When a borrower defaults payment of a loan, the lender may be entitled to his property. After 3-6 missed payments, the lender issues a notice through the trustee. This notice implies the beginning of a phase called ‘pre-foreclosure’. The borrower / property owner gets time to clear his dues or make a short sale during this period. He can also attempt striking a deal with the lender by working out a feasible solution. However, if none of these options fall in place, the lender lays claim over the property. It is then called a ‘foreclosed’ property.

Why Opt for a Foreclosed Property?

Real estate mega mind, Jeff Adams, states that foreclosed properties are often good deals since they are sold at lower prices. Investors often look for such homes to save money. These properties are available at a lower rate as compared to the market value. Moreover, the potential buyer has a high bargaining power in such situations. Hence, investors are keen on finding good foreclosed properties for investment.

Jeff Adams recommends some pointers (listed below) to remember when investing in foreclosed properties.

 

  • Real estate investment is always cash flow dependent. Be sure that you have ready money in hand if you plan to invest in foreclosed properties. Such homes are sold ‘as is’. Hence, you may have to bear the cost of structural or maintenance repairs. Such costs should not go overboard.

 

  • ‘Hidden foreclosures’ or homes that have never been invested in are a good option. Such properties are usually constructed by builders but could never find interested buyers till the loan period was over. Lenders lay claim over such properties and can offer a good deal.

 

  • Websites, local newspapers, real estate magazines and search engines are all good sources of listings for foreclosed properties. Some governmental agencies also advertise such homes. Refer to such sources to find good deals.

An increase in the number of foreclosed homes is good news for real estate markets. Risk-taking home buyers and investors looking for a good bargain can benefit substantially from such properties.

Take a look at the following 4 tips to buy the right foreclosed home.

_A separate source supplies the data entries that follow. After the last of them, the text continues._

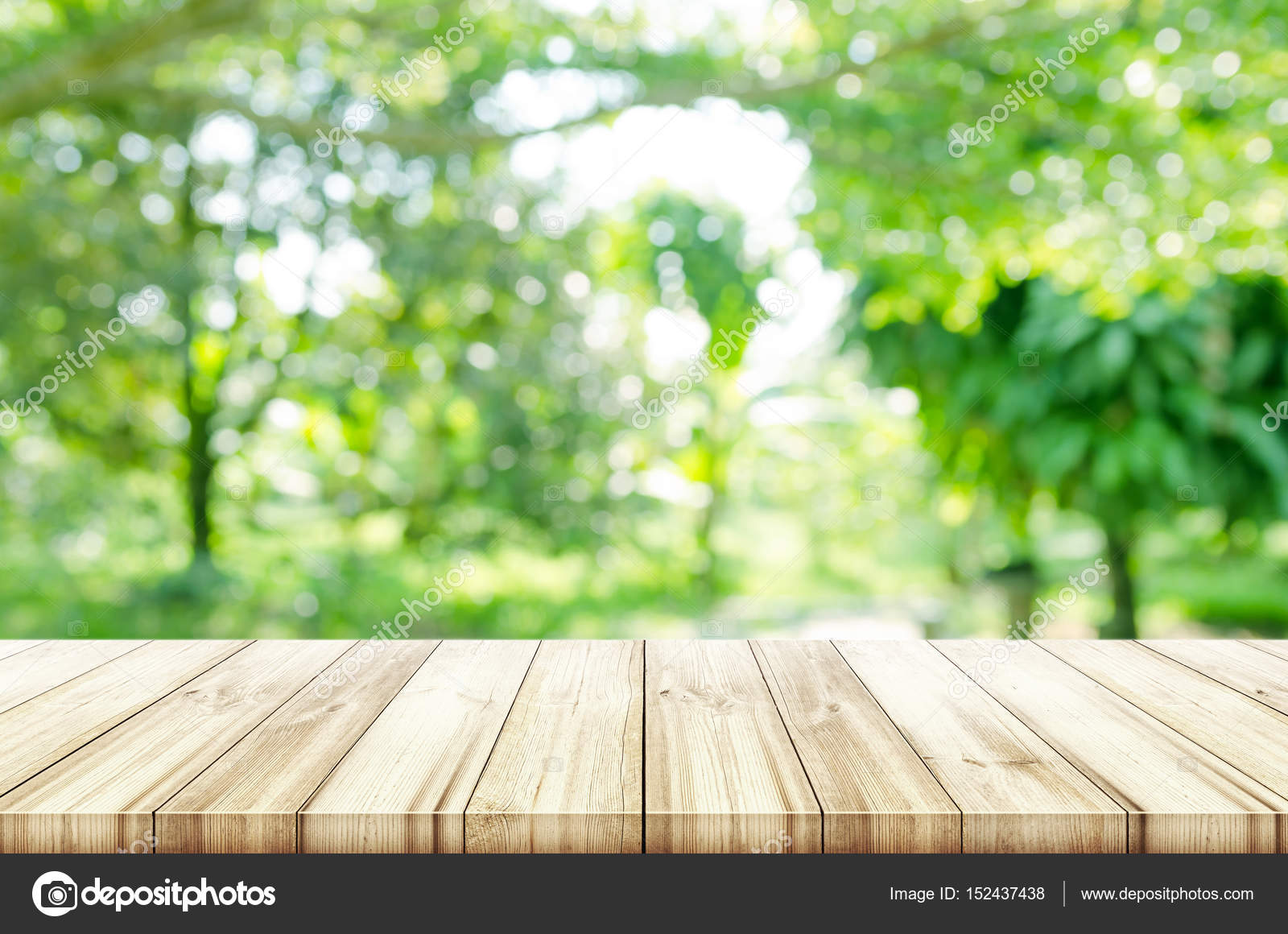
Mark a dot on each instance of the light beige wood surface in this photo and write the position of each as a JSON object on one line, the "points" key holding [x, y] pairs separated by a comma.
{"points": [[1247, 734], [61, 721], [876, 792], [1275, 647], [405, 785], [721, 775], [1015, 792], [246, 802], [665, 746], [1242, 667], [13, 647], [101, 798], [45, 667], [1179, 796], [567, 771]]}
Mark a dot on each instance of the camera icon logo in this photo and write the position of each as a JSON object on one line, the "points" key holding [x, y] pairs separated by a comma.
{"points": [[55, 895]]}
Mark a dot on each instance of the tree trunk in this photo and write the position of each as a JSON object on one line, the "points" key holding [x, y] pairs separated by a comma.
{"points": [[1122, 625], [197, 450]]}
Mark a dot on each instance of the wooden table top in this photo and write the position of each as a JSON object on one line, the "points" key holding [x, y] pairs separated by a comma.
{"points": [[605, 746]]}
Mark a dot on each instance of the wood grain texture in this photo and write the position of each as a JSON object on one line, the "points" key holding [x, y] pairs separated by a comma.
{"points": [[1015, 792], [1247, 734], [405, 785], [12, 647], [1275, 647], [721, 775], [101, 798], [61, 721], [246, 802], [567, 771], [31, 673], [1242, 667], [1179, 796], [876, 792]]}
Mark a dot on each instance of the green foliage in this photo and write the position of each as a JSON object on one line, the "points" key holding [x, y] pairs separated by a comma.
{"points": [[427, 338]]}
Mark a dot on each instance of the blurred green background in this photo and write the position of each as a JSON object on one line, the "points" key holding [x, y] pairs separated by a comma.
{"points": [[390, 293]]}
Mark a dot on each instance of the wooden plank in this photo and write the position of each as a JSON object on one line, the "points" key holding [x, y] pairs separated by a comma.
{"points": [[101, 798], [405, 785], [12, 647], [51, 663], [721, 775], [1242, 667], [1179, 796], [1015, 792], [1249, 736], [567, 771], [248, 800], [64, 719], [1275, 647], [876, 792]]}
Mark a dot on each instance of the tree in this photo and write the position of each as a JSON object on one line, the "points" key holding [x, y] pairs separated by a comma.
{"points": [[1125, 420]]}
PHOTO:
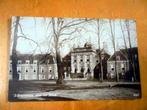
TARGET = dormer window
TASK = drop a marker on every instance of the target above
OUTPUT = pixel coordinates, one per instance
(117, 57)
(87, 60)
(19, 62)
(48, 61)
(27, 62)
(35, 62)
(10, 61)
(75, 61)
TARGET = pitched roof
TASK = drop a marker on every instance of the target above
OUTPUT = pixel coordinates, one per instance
(124, 54)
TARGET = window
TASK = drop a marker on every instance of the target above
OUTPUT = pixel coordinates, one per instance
(19, 61)
(27, 61)
(35, 62)
(82, 70)
(75, 70)
(112, 69)
(117, 57)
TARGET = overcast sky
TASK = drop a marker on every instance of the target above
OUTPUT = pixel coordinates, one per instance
(39, 30)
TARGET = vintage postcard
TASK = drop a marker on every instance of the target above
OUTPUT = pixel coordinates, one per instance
(54, 59)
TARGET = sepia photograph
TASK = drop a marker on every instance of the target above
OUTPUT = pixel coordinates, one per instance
(63, 59)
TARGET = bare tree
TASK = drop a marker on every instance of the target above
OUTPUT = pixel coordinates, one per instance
(61, 28)
(18, 28)
(14, 51)
(112, 31)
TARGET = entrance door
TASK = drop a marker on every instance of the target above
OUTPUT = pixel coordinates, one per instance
(97, 72)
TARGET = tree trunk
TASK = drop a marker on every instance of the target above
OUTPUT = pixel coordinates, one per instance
(100, 57)
(15, 76)
(132, 65)
(113, 43)
(60, 68)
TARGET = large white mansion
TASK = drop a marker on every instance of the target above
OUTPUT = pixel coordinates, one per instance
(83, 61)
(35, 67)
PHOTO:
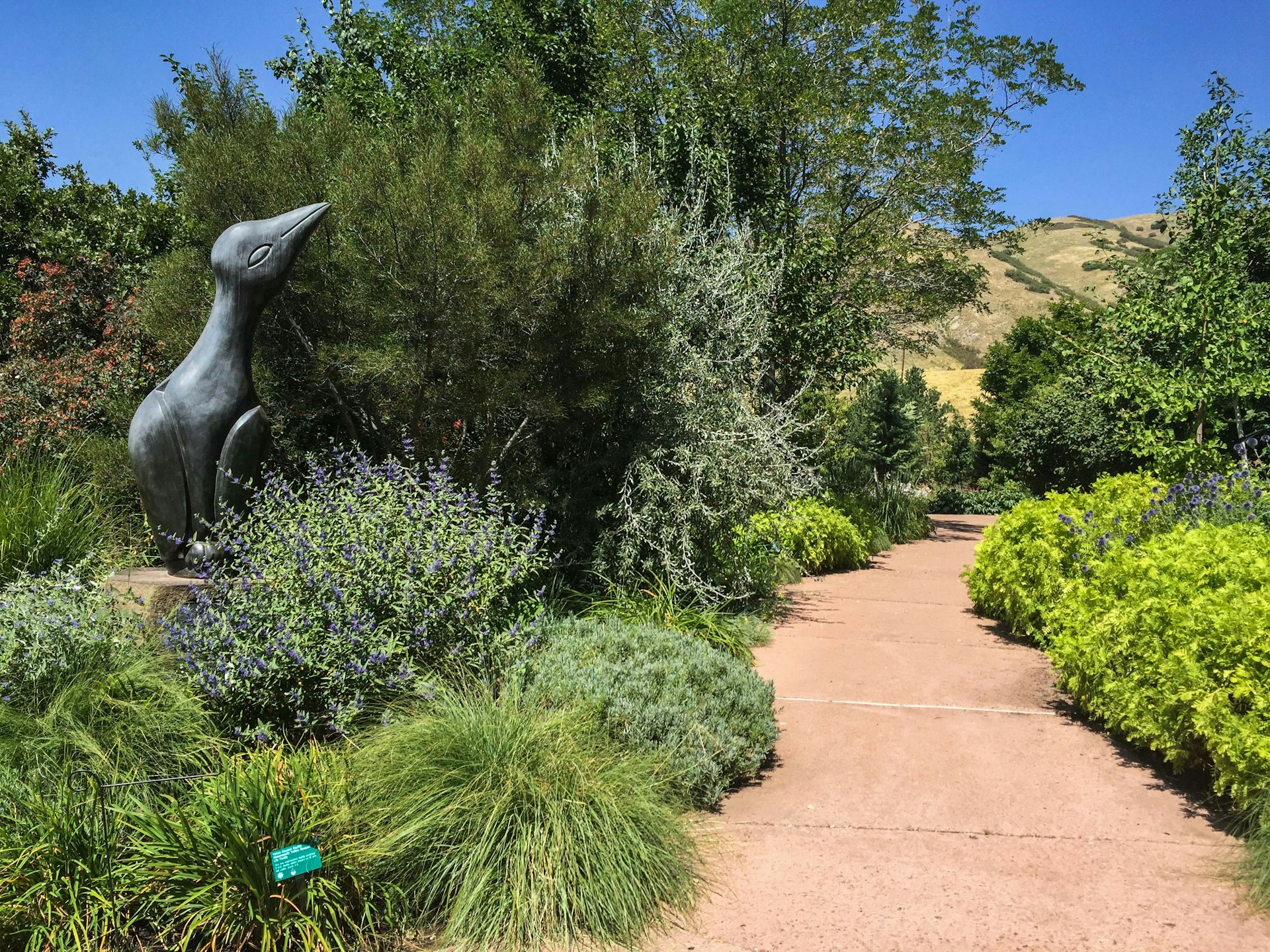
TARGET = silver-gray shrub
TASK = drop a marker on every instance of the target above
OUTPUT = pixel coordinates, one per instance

1.    Know the Homeowner: A property gets foreclosed when its owner is in debt. In all likelihood, the owner has kept the house in a bad state. Moreover, evicting such owners from    the house could be task for the buyer. Make sure you have complete knowledge about the history of the home and its owner.

2.    Direct Approach: Most investors get a broker when they want to invest in a foreclosed property. Instead, approach the lender directly. If the property has been listed for more than a month, it is very likely that the lender would be more than pleased to consider your offer.

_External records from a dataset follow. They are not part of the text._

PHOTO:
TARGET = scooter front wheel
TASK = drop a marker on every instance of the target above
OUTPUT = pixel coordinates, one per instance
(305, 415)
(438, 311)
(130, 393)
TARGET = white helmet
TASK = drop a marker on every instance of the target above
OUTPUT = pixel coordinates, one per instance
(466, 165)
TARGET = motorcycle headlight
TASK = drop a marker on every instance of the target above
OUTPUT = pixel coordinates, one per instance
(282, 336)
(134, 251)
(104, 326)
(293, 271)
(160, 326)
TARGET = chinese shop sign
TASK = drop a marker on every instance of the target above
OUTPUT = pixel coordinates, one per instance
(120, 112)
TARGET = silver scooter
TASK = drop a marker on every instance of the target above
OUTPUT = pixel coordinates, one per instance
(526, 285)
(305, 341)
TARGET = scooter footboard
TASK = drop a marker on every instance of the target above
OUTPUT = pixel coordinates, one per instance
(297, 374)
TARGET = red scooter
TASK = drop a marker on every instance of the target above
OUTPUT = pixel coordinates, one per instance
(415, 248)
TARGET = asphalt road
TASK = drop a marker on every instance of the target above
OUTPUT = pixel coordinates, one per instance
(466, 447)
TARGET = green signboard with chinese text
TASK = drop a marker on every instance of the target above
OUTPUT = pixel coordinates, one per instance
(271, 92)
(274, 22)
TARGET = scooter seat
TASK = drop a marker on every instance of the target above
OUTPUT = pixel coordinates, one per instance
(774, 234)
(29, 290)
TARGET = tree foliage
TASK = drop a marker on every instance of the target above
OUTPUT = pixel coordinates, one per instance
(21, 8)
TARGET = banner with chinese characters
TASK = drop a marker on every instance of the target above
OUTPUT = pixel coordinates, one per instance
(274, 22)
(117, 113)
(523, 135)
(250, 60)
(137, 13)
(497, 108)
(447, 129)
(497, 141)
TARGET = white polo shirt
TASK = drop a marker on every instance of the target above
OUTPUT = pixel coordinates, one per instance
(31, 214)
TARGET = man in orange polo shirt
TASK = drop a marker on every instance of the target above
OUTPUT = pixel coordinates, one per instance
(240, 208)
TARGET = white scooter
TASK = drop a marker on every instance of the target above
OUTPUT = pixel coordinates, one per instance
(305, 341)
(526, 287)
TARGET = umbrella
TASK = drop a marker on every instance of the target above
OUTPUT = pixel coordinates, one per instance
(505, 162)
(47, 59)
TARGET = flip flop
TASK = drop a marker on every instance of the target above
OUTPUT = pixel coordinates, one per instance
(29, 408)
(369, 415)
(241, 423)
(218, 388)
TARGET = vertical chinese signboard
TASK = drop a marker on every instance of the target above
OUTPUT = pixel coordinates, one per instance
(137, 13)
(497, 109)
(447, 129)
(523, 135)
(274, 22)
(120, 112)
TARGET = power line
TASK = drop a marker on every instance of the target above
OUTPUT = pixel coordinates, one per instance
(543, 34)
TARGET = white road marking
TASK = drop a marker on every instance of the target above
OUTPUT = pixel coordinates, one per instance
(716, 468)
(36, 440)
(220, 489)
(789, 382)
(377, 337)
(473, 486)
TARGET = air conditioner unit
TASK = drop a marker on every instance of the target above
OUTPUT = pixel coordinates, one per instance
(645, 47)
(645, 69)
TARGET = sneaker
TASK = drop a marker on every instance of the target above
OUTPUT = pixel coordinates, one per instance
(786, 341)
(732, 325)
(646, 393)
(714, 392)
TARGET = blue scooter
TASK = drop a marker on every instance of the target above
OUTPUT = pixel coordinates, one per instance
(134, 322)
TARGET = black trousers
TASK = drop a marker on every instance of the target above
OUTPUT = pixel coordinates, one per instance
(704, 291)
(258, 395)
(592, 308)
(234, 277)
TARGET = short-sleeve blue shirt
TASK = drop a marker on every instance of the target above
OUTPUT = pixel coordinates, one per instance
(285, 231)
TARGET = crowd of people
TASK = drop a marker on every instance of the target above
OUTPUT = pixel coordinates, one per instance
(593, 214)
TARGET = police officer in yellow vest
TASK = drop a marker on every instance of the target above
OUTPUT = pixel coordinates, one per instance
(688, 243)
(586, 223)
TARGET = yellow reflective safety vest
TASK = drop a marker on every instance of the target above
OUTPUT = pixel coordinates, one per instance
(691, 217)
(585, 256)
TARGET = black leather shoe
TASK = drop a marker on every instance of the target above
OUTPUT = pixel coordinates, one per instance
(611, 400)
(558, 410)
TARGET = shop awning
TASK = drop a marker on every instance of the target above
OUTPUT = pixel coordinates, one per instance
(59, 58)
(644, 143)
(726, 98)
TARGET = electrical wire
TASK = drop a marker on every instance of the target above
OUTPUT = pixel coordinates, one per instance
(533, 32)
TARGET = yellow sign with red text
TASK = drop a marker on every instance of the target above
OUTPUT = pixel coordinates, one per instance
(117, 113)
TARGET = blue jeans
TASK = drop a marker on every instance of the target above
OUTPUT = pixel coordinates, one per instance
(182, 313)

3.    Inspection: Make sure you inspect the property well before investing. Electrical, structural issues must have been addressed. Keep a note of unpaid bills and consider these factors before you set your final investment amount. If the resultant amount is feasible, consider going ahead.

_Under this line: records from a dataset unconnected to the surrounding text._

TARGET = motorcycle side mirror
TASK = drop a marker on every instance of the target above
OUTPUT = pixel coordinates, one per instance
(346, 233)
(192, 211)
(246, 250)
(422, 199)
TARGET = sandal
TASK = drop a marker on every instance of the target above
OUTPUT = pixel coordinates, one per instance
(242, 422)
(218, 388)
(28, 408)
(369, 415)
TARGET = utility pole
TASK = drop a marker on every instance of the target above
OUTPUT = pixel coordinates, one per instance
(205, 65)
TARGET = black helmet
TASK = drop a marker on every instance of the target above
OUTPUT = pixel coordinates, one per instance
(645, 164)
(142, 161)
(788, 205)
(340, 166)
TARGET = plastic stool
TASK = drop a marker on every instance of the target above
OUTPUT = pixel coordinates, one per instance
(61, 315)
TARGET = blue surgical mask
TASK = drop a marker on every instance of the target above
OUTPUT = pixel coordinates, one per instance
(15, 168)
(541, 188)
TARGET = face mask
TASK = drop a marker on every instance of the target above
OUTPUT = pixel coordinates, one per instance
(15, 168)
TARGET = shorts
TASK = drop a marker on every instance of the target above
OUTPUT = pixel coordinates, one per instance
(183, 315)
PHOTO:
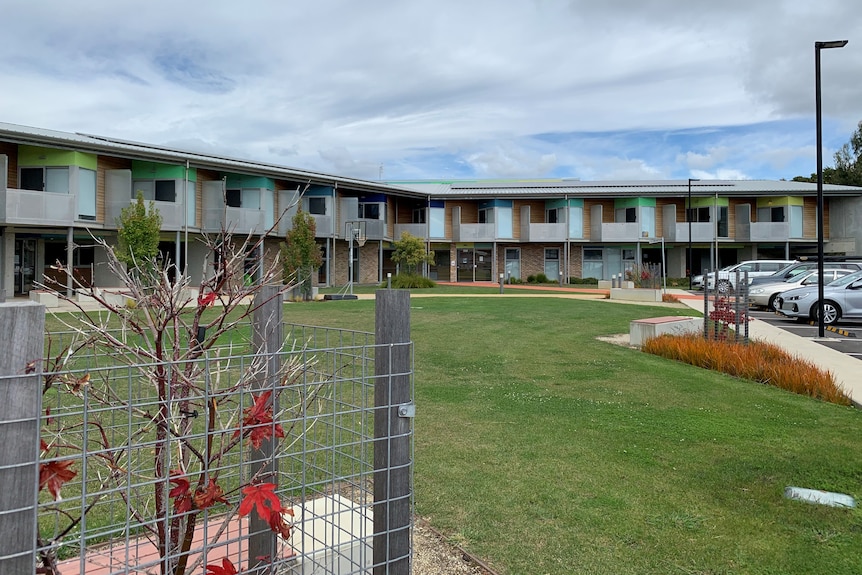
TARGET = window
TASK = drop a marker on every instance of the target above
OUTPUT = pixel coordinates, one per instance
(317, 206)
(33, 179)
(248, 199)
(372, 211)
(158, 190)
(166, 191)
(86, 194)
(53, 180)
(233, 198)
(576, 222)
(437, 227)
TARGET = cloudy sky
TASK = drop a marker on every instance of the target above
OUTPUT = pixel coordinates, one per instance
(446, 89)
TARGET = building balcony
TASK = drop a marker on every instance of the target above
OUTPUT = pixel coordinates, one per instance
(544, 232)
(474, 232)
(748, 231)
(37, 208)
(700, 232)
(416, 230)
(619, 232)
(763, 232)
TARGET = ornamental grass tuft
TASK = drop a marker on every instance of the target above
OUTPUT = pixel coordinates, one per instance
(758, 361)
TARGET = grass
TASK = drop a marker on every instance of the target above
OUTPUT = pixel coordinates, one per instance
(544, 450)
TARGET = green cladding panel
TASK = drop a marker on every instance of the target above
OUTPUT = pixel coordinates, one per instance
(253, 182)
(37, 156)
(144, 170)
(634, 202)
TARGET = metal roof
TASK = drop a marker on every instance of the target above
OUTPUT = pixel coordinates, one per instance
(466, 189)
(136, 150)
(622, 188)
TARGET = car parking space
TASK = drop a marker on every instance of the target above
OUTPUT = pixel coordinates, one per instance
(845, 336)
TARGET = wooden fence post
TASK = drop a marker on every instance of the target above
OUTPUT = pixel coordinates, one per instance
(268, 341)
(23, 328)
(392, 424)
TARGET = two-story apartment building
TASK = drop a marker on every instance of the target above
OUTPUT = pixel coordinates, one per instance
(58, 190)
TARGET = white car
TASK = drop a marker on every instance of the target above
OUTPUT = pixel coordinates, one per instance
(755, 268)
(841, 299)
(764, 294)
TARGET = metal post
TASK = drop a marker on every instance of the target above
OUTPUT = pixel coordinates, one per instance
(688, 219)
(817, 101)
(392, 433)
(267, 340)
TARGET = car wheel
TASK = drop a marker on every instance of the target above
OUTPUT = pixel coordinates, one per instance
(771, 304)
(831, 312)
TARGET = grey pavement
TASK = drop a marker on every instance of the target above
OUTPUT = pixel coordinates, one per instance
(846, 369)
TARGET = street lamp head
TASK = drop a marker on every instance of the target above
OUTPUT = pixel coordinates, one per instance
(830, 44)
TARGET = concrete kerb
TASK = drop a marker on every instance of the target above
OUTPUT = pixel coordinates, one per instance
(843, 367)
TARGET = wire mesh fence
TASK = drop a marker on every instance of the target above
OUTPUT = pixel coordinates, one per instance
(171, 467)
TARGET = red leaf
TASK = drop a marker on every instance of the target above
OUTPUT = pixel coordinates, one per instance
(54, 474)
(207, 300)
(227, 568)
(261, 497)
(209, 495)
(183, 502)
(258, 421)
(278, 524)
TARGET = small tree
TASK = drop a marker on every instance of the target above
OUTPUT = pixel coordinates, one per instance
(171, 343)
(300, 253)
(138, 233)
(410, 253)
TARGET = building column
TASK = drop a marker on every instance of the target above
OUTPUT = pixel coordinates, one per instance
(70, 260)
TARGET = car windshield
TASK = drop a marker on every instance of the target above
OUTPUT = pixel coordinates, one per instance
(785, 269)
(848, 279)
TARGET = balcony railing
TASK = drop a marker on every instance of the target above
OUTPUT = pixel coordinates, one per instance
(620, 232)
(416, 230)
(544, 232)
(36, 207)
(475, 233)
(700, 232)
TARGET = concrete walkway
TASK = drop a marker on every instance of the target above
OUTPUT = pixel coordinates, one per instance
(847, 370)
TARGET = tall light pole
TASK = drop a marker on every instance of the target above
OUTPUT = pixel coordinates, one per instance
(817, 47)
(688, 219)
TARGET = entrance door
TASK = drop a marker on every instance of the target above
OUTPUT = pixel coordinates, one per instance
(25, 265)
(483, 265)
(513, 263)
(465, 264)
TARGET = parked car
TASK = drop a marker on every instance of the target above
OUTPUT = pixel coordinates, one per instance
(800, 267)
(764, 294)
(841, 299)
(727, 276)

4.    Research: Location, past records of the property and owner, legal documentation and ownership information must all be clearly revealed before you actually carry out the transaction. A good property will have most of these things sorted or manageable.

Consult, seek advice and learn – remember the 3 points before you dive in. Real estate investments are capital intensive. Do not take hasty decisions on the basis of hearsay. Make sure your research is supported by facts and verified by experts.